Namun, selain video game, Generasi Z juga dapat memanfaatkan sumber daya lain untuk belajar bahasa asing, seperti kamus, buku teks, dan situs pembelajaran bahasa. Melalui penggunaan video game yang tepat, Generasi Z dapat meningkatkan kemampuan bahasa asingnya dengan cara yang efektif dan menyenangkan. Video game memiliki banyak peluang positif, seperti meningkatkan kreativitas, pengembangan bahasa, dan pendidikan. Video game juga menghadirkan banyak tantangan bagi Generasi Z. Berikut adalah beberapa tantangan tersebut:

1. Kecanduan


Kecanduan video game adalah salah satu masalah terbesar yang dihadapi Generasi Z. Dengan video game yang semakin canggih dan kompetitif, pemain bisa menjadi kecanduan dan bermain berjam-jam. Kecanduan video game dapat menyebabkan masalah dalam kehidupan sehari-hari, termasuk kinerja akademis yang buruk, putusnya hubungan, dan masalah kesehatan mental.

2. Biaya

Video game bisa mahal, terutama game terbaru dan terpopuler. Gen Z yang masih dalam masa pertumbuhan dan belum bekerja seringkali kesulitan untuk membeli game-game tersebut.
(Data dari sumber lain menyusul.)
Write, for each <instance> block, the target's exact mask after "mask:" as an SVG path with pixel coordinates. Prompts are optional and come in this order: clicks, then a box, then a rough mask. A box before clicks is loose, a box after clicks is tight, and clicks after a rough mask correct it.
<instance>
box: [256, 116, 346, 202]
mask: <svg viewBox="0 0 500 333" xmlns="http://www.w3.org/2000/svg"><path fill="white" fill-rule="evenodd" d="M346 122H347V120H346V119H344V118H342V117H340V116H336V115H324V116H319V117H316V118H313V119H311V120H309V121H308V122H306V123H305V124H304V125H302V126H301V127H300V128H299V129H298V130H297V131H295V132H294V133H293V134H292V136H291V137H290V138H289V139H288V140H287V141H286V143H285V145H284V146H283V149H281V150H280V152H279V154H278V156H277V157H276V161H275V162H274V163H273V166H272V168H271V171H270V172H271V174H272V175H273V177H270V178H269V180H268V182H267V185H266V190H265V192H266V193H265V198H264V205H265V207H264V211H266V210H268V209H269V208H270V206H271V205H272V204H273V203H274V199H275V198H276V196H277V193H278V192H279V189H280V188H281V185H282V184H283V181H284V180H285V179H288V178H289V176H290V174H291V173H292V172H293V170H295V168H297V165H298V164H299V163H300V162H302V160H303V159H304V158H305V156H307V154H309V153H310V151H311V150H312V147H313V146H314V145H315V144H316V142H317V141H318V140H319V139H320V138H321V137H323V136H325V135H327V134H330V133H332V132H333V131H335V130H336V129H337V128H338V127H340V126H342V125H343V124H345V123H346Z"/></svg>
Biaya video game dapat membebani keuangan Gen Z, terutama jika mereka tidak memiliki penghasilan. Generasi Z, yang masih bergantung pada orang tua untuk biaya hidup, mungkin akan kesulitan memenuhi kebutuhan lain jika mereka menghabiskan terlalu banyak uang untuk bermain video game.

3. Berkurangnya produktivitas

Kecanduan video game dapat menghambat produktivitas Gen Z. Gen Z yang terlalu sering bermain video game mungkin mengalami kesulitan berkonsentrasi pada tugas lain, seperti belajar, bekerja, atau kuliah. Hal ini mungkin berdampak negatif pada prestasi akademis atau karier Generasi Z. Gen Z yang terlalu sering bermain video game mungkin lebih suka menghabiskan waktu sendirian di depan layar dibandingkan berinteraksi dengan orang lain. Hal ini dapat berdampak negatif pada perkembangan sosial dan emosional Generasi Z.